Nearside hub nut is left hand thread.

Halfords don't sell the socket anymore. They apparently sold them off cheap ( 2 or 3 quid) a month or two ago - just before I went in to buy one


stephen_gusterson - 10/9/04 at 07:49 PM

wouldnt mind betting that any independent car parts place would have one.

This is i think a sign that sierras are getting to be extinct....

How often do you see mk3 granadas now?

atb

steve



quote:
Originally posted by andyps
Nearside hub nut is left hand thread.

Halfords don't sell the socket anymore. They apparently sold them off cheap ( 2 or 3 quid) a month or two ago - just before I went in to buy one


GuyA - 13/9/04 at 01:22 PM

Right then, the centre Torx bolts were loose anyway, one was finger tight! then I came to the outside ones, okay not so easy and I bent the T40 bit.

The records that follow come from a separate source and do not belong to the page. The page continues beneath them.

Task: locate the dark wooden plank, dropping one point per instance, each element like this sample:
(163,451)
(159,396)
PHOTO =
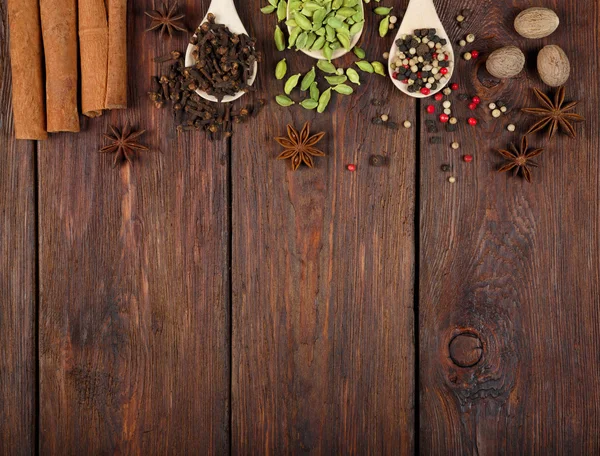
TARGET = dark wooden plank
(515,264)
(134,282)
(17,273)
(323,274)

So I've got some new disks for the grinder and I'll buy a 41mm socket.

Yes I am going to use the Granada uprights and they do have 5 studs but the Granada came with free wheels that I can't afford to replace, I doubt I could find wire spoked wheels to fit anyway .


[Edited on 13/9/04 by GuyA]


NS Dev - 14/9/04 at 05:51 PM

Sounds like you are about sorted, I'll just give my view here, having pulled apart and put back together a lot of these driveshafts/hubs!

Forget undoing the Torx bolts, (as it sounds like you have done anyway now) just grind them off. I have broken Snap-On and Britool Torx bits trying in the past, I don't even bother now! If you damage the curved washers, don't worry, chuck them in the bin and just use 12.9 grade hex capheads with no washers (whatever you do DON'T use spring washers!!). I have done this several times on competition vehicles and not had one come loose yet (not even need retightening after offroad racing with a locked diff)

If you have the suspension apart already and need to get the hub nut loose, and you have a really sturdy workbench mounted vice, clamp the hub flange in this, drop a bolt through one of the access holes in the flange so it sticks out to either side and so that as the hub tries to pull up out of the vice, the bolt hooks into the "overhang" of the vice jaws, it is then immobile and unless the vice tears off the bench, you will be able to undo the nut. (you might need to knock out a couple of the wheel studs to get the hub set up nicely in the vice but they just knock out and pull back in with a wheelnut and stack of 12mm washers.)


GuyA - 15/9/04 at 01:30 PM

Thanks for that advice, all good stuff.